Gaborone – Botswana’s High Court ruled on Friday that a former government investigator’s claims of corruption against South African mining executive Bridgette Motsepe were false and ordered an apology.
Motsepe is the sister of South Africa’s first lady, Tshepo Motsepe, and billionaire Patrice Motsepe.
She was caught up in claims in 2019 that she conspired with Botswana’s former president Ian Khama to launder billions of dollars to be used to stoke political unrest and overthrow the stable southern African country’s government.
The allegations were judged in 2020 to be baseless in an investigation by a British law firm.
Friday’s High Court ruling was against an investigator with the government’s anti-corruption agency, Jako Hubona, who had repeated the claims, according to details released by the court.
“We are happy that Bridgette emerged victorious after being vindicated in this hearing, we are also grateful to the new government of Botswana that recognized the terrible injustice that was done against Bridgette ,”

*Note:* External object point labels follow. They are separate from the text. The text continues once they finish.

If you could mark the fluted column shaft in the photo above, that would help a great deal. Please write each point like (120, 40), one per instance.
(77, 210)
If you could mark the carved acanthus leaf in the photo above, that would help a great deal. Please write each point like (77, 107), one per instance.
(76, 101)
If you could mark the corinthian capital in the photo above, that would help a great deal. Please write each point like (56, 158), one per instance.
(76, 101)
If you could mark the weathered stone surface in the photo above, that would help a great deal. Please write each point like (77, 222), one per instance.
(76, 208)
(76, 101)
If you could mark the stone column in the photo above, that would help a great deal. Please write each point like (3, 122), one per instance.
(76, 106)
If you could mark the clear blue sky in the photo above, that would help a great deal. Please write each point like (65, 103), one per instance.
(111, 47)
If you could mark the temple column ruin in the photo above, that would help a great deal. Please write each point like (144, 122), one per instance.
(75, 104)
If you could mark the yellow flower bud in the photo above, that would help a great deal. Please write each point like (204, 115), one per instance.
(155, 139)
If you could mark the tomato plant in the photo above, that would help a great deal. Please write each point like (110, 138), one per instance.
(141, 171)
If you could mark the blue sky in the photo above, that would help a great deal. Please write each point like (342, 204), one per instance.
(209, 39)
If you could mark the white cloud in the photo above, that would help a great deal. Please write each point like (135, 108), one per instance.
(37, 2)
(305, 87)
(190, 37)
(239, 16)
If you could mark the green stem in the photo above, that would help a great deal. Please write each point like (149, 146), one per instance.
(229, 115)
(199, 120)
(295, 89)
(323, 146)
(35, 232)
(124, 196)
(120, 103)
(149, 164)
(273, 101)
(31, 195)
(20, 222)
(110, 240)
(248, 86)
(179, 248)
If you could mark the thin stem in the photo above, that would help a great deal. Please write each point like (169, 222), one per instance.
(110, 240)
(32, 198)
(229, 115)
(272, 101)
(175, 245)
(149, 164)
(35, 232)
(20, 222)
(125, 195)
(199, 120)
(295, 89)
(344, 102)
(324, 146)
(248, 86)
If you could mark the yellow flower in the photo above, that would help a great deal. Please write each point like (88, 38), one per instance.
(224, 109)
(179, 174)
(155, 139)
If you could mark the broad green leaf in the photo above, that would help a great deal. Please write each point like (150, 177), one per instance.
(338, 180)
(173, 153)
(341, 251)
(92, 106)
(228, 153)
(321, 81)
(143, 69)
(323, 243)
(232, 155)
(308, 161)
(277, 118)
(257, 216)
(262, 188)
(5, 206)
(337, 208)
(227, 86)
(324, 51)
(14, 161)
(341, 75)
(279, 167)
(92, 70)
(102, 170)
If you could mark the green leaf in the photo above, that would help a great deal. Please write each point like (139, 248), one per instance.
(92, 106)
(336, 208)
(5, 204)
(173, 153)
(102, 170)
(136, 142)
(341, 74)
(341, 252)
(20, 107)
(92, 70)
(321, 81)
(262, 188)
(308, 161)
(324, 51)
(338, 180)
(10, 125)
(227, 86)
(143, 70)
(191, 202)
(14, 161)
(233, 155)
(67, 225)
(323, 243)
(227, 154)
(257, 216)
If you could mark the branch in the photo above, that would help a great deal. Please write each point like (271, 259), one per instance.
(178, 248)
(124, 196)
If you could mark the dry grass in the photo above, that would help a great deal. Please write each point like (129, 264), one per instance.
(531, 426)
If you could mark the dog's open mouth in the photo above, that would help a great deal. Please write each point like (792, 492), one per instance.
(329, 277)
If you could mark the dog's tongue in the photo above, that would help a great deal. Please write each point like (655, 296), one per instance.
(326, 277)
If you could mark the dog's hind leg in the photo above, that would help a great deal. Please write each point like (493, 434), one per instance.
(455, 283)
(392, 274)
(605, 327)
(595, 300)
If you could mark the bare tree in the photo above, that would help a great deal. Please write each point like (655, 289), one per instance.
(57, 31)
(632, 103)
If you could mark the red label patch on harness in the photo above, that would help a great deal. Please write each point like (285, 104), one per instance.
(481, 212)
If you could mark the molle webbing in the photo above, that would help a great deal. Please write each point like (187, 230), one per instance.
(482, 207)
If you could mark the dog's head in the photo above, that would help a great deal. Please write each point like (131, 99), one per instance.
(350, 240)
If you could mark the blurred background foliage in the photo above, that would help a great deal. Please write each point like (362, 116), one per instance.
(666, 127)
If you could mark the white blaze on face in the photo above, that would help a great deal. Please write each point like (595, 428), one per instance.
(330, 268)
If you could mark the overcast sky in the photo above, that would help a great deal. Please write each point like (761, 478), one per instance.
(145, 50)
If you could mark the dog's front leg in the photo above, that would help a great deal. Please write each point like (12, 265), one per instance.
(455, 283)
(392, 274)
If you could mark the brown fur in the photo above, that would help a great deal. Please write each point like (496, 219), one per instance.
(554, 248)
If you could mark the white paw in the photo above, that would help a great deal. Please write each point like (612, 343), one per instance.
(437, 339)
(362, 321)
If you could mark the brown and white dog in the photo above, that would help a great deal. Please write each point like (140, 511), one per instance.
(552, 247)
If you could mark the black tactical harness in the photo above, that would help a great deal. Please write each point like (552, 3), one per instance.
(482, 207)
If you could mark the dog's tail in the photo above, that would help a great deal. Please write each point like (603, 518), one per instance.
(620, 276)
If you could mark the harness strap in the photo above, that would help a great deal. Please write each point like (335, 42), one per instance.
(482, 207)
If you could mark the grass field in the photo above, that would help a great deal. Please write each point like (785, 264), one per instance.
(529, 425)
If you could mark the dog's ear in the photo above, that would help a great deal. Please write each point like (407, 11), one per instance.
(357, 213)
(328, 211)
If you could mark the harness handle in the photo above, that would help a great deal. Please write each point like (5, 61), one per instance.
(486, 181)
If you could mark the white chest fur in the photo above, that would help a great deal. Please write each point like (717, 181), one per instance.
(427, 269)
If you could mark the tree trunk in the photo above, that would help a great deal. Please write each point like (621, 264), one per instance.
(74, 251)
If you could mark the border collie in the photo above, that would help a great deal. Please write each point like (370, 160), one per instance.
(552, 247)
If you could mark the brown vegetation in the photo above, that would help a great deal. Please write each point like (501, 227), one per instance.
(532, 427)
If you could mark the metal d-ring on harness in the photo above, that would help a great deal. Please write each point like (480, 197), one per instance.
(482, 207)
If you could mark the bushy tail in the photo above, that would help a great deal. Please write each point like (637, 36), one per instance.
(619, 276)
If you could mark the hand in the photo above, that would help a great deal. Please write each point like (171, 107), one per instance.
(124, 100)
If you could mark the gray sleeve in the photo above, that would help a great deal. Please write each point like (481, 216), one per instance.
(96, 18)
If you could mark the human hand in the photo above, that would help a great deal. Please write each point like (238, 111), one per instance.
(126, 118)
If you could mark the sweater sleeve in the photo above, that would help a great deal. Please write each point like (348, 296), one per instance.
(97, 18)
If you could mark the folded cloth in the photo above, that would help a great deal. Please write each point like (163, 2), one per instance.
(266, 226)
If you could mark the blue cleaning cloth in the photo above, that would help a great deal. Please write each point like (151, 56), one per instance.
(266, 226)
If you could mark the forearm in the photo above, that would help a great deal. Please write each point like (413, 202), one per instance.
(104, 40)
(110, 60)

Cheir Blair, lead counsel in Motsepe defamation case. pic.twitter.com/RTizkDVFP8
— Yarona FM (@yaronafm) June 27, 2025
The court order said Hubona must retract a statement he made in 2019 that Motsepe was a “co-signatory to bank accounts in which funds allegedly stolen from the Bank of Botswana were laundered and implicated her in financing terrorism”.
The statements were “unlawful, false and defamatory”, the ruling said, giving Hubona seven days to publish a notice that “unconditionally retracts and apologises” for the claims, it said.

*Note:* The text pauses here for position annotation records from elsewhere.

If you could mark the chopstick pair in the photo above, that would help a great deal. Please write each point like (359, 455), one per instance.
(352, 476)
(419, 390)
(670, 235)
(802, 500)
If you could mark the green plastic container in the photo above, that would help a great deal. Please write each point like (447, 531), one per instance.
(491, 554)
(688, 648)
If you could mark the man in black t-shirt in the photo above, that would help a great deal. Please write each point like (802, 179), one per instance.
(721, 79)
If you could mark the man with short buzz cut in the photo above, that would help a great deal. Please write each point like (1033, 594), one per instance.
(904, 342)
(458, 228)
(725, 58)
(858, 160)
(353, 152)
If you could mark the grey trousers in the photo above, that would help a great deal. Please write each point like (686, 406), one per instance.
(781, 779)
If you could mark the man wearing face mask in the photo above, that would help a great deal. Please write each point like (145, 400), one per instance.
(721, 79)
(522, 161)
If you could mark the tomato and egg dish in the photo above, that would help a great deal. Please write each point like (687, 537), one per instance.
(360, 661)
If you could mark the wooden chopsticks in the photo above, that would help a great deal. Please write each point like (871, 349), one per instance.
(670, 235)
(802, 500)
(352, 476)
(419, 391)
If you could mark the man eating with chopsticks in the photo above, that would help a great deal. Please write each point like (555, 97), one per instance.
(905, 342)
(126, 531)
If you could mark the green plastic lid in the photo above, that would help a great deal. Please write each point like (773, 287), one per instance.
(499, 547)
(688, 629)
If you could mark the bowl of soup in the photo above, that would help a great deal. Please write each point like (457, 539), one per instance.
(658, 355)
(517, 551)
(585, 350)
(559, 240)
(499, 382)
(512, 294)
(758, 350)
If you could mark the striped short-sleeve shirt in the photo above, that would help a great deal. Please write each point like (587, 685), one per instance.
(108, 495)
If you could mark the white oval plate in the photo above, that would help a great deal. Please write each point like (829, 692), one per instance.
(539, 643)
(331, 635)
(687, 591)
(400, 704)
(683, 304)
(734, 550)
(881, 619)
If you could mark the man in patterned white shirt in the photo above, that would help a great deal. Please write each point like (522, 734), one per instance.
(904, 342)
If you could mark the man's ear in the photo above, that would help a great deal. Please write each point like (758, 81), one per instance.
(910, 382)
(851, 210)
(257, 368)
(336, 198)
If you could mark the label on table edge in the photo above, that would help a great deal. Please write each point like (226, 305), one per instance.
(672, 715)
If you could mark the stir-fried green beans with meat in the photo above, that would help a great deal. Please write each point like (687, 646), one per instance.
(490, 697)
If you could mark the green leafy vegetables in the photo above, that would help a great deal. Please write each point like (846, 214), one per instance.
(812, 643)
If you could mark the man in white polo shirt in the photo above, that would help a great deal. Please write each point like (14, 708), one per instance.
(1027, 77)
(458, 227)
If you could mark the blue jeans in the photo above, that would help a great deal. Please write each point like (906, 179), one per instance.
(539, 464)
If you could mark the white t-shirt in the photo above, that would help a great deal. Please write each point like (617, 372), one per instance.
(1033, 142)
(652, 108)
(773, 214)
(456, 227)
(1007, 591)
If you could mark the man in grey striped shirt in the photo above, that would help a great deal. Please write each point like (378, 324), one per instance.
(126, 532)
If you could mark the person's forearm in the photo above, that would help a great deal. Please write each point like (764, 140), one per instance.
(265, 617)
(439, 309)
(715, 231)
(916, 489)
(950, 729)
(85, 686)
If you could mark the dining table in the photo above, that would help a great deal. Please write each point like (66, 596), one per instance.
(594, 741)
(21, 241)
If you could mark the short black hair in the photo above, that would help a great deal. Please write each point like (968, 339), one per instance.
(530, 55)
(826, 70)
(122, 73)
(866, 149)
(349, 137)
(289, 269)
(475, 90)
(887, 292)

Banks in South Africa also said at the time that it was not true that Motsepe, founder and chief executive of Mmakau Mining, was a co-signatory on the alleged bank account.
Khama ruled Botswana for 10 years from 2008 and later fell out with his handpicked successor Mokgweetsi Masisi, whom he accused of authoritarianism.
In 2024, Masisi lost power in a landslide win for President Duma Boko, ending nearly six decades in power for the Botswana Democratic Party.